Unutulmuş olan tek Allah inancı yüreklerde yeniden yerini aldı. Artık putlara ve kullara değil, Yüce Rabbe kulluk yapılacaktı.
?Mekke'ye Yolculuk Var
Yapması gereken son bir iş kalmıştı. Ümmetinin başında hac yapmak ve hac yaptırmak. Hem hacc ibadetini yapacak ve hem de gönlünün sevgilisi olan Mekke'ye bir daha gidecek ve Kâbe'ye dokunacaktı. Mutluydu. Putperestliğin kökünü kazıdığı için mutluydu. Kâbe'yi göreceği, Hz. Hatice'nin mezarını gözleyeceği için mutluydu.İnsanların hacca davet edilmelerini emretti. Duyurdular. Binlerce insan hem Medine'ye ve hem de Mekke'ye akmaya başladılar. Herkes onunla hac yapmanın hazzını yaşamak istiyordu.
İhram hazırlığını yaptı. Devesinin sırtında, yanında en yakınları ve sahabesiyle Zulhuleyfe denilen ve Medine'ye on kilometre mesafede olan bölgeye geldi. Orada iki rekat ihram namazını kıldı. Sonra hac için niyet etti. Cemaatle beraber telbiye getirdiler.
?Lebbeyk Allahümme Lebbeyk
Telbiye, Allah'ın gelin emrine yapılan bir itaat çağrısıdır. Anlamı şudur; "Buyur ey Rabbim! Emrine geldim. Emrine hazırım. Buyur ey Allah'ım. Senin eşin ve ortağın yoktur. Mülk, güç, kudret sana aittir."
Allah'ım Rızanı İstiyorum
Binlerce insanla Zulhuleyfe'den hareket etti. Üzerinde ihram vardı. Yaşı: 63 civarındaydı. Yolculuk esnasında her tepeye çıktığında Lebbeyke duasını tekrar etti.

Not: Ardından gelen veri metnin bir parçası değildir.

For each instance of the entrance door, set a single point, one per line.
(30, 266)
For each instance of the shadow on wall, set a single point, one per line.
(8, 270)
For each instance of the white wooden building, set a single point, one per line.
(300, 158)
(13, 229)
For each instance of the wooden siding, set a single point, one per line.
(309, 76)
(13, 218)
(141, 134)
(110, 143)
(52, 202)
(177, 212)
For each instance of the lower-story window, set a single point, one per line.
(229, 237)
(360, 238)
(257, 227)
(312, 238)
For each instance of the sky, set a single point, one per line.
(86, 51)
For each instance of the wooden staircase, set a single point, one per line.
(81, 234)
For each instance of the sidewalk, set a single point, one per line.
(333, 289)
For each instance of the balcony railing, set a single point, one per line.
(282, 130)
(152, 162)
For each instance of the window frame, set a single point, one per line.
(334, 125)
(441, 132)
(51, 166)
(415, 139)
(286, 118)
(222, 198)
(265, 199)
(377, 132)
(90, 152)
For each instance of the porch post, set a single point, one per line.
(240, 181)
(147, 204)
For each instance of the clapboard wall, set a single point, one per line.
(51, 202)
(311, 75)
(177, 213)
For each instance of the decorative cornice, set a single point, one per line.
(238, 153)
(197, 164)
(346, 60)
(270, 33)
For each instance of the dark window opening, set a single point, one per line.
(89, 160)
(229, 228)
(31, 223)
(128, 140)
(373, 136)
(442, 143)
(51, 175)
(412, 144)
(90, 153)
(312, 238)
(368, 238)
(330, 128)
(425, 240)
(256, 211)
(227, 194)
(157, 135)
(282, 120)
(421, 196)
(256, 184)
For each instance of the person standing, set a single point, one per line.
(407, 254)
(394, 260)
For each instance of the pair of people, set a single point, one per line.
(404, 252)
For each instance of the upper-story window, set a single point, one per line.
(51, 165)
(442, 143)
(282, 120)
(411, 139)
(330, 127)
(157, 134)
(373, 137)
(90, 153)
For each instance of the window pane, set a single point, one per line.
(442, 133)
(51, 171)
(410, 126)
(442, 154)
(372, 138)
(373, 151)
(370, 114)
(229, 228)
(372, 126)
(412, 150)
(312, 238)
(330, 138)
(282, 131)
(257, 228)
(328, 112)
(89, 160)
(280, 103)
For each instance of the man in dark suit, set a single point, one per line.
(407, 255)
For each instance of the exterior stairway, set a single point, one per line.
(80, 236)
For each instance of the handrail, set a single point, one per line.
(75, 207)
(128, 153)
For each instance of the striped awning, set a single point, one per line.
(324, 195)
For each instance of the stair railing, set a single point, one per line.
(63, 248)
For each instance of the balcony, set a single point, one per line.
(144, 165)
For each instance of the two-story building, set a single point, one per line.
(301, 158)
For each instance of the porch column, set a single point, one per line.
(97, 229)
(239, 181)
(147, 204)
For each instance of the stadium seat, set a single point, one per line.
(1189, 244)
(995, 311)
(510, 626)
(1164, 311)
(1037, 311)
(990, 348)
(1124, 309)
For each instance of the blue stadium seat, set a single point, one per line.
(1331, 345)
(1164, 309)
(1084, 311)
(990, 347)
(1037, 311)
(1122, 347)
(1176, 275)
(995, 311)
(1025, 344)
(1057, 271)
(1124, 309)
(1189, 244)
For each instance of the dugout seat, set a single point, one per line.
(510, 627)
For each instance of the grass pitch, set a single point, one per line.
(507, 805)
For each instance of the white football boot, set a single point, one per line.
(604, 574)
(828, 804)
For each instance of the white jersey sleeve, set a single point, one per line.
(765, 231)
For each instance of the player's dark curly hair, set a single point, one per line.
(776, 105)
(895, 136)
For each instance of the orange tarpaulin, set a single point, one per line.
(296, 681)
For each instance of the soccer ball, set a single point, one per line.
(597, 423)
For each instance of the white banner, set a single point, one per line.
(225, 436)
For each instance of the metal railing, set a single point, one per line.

Mübarek başını göğe kaldırıp şöyle dua ediyordu: "Allah'ım! Rızanı ve cennetini istiyorum. Cehennem ateşinden ve senin bana gazaplanmandan sana sığınıyorum."
Saçlarına ve sakalına kır düşmüştü.
Namaz vakitleri için orduyu durduruyor, namaz kıldırıyordu. Sorulan soruları cevaplıyordu.